Michael Lynn Hodges, chair of Advance Financial based in Tennessee, donated $5,400 to Sinema on June 29 before giving $50,000 to the NRCC on July 23. Other than a 2019 donation to House Democrat David Scott of Georgia and donations to Sinema in 2017 and 2019, all of Hodges’ contributions in the past three cycles have been to Republican candidates.
Ken Langone, the billionaire co-founder of The Home Depot and a prominent Trump supporter, and his spouse donated a total of $21,600 to Manchin’s campaign and leadership PAC last year, and gave $11,600 to Sinema’s campaign, all on Dec. 31. Langone contributed $250,000 to Americans for Prosperity Action, the PAC of the Koch-network astroturf group for conservative causes, on Nov. 12.
Rance M. Sanders, CEO of medical real estate investment firm The Sanders Trust, donated $20,000 to the RNC on Oct. 20, then $1,500 to Sinema on Dec. 8, and the same amount to Manchin on Dec. 16. All of his other donations over the past three cycles have been to Republicans like Sens. Josh Hawley of Missouri and Rick Scott of Florida, who last year objected to the Electoral College certification, despite over 60 lawsuits on the challenges having failed as of this writing.

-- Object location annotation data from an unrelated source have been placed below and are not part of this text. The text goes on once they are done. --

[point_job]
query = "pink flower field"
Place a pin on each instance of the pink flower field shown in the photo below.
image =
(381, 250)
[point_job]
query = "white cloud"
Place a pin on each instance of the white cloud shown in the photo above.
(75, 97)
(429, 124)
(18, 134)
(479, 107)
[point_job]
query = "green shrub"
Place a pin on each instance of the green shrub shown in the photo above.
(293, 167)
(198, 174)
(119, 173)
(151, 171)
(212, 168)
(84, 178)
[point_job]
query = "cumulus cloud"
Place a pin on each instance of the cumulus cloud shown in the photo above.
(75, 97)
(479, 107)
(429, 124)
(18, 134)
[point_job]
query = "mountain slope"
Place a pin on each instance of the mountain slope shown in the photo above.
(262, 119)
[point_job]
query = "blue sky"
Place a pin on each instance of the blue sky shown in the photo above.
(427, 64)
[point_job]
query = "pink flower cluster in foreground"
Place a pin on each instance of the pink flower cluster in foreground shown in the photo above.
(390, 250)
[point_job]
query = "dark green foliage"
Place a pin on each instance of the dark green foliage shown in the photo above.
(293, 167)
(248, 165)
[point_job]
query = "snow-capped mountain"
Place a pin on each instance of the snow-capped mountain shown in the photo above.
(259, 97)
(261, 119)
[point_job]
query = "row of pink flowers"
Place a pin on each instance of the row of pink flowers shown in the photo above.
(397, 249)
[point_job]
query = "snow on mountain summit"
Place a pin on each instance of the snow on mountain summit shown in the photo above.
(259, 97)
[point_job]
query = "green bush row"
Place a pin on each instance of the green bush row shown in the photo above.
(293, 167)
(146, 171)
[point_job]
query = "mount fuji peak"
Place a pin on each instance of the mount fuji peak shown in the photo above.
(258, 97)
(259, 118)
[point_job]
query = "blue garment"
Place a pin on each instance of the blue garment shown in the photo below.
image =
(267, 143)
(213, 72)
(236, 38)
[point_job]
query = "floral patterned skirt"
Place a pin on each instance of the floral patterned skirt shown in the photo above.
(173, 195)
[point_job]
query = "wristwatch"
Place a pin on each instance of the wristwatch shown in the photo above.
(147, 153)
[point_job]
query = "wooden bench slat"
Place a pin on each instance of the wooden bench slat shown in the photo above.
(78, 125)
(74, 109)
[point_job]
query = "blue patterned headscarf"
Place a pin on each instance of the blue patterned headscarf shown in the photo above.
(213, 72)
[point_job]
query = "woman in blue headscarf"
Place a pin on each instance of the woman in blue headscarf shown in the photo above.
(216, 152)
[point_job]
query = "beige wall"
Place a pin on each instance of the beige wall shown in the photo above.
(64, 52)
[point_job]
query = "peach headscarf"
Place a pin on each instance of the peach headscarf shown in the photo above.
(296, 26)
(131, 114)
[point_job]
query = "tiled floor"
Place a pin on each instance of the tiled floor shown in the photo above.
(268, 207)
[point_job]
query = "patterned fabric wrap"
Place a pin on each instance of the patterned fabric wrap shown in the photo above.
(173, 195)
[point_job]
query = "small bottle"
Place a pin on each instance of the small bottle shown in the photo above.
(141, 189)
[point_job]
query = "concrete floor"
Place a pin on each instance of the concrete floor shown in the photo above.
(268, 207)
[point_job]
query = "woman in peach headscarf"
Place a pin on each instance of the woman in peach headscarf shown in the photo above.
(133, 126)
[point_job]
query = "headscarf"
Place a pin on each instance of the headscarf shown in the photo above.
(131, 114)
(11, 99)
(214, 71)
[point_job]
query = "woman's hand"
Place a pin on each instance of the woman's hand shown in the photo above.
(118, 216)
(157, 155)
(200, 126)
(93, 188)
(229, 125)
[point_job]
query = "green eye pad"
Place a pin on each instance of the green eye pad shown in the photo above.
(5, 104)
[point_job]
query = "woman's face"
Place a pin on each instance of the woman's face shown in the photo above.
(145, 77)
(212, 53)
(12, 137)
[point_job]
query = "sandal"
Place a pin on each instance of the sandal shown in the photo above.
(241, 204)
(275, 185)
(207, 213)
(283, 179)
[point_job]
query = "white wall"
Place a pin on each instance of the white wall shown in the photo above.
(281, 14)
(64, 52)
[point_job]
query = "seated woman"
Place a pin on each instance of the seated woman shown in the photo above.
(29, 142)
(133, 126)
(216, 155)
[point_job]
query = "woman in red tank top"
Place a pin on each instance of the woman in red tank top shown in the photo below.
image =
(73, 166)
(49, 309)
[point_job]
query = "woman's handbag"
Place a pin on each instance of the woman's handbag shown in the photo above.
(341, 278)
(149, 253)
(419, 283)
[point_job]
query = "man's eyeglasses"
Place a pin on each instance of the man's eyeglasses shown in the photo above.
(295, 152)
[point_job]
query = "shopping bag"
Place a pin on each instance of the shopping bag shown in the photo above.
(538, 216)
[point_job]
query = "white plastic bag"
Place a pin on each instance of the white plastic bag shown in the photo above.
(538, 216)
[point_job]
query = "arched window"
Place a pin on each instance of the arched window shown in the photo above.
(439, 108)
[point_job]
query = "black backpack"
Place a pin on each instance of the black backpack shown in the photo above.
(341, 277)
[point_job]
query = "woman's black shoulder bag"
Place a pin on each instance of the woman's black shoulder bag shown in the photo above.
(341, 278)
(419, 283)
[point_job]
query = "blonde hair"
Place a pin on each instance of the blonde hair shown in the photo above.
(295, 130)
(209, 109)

Take Back the House 2022 is a joint fundraising committee whose website prominently features House Minority Leader Kevin McCarthy and which sent nearly $43 million to scores of GOP beneficiaries as of the end of last year, including Electoral College objectors like freshman Rep. Madison Cawthorn of North Carolina. The PAC has received six-figure donations from several billionaires who donated to Manchin or Sinema’s campaigns in 2021:
- Jeffrey Hildebrand, founder of oil exploration company Hilcorp Energy, who gave $250,000
- The Home Depot’s Langone, who gave $100,000
- Jimmy and Susan “Dee” Haslam, businesspeople and co-owners of truck stop chain Pilot Flying J, who gave $125,000 apiece
Other Manchin or Sinema re-election donors giving $50,000 to Take Back the House 2022 include:
- David T. Fischer, chairman and CEO of The Suburban Collection, a Michigan-based automobile dealership chain
- Frank E. Richardson, a New York-based investor. Other than Democratic Rep. Jared Golden of Maine and Manchin, all of Richardson’s donations in the past three cycles have been to Republican candidates and party groups.
- James D. Slaughter and James W. Brookshire, the Texas-based president and CEO of construction firm S&B Engineers, whose only donations in recent cycles other than Manchin have been to GOP recipients.
- W. Randall Fowler, a director, co-CEO and CFO of Houston-based pipeline company Enterprise Products, whose only other donations have been on the Republican side.
Business groups launched an all-out lobbying blitz last summer to defeat the Build Back Better Act, pushing to delink the social spending package from the smaller, bipartisan infrastructure bill supported by top-spending lobbying groups.
Three executives with private equity firm KKR—George R. Roberts, Scott Nuttall, and Henry R. Kravis—donated in the fourth quarter of last year to the Beatty Gottheimer Victory Fund, a “pop-up” fundraising committee formed by two Democrats on the House Financial Services Committee. The three donors also made maximum contributions of $5,800 to Sinema’s re-election campaign in November or December.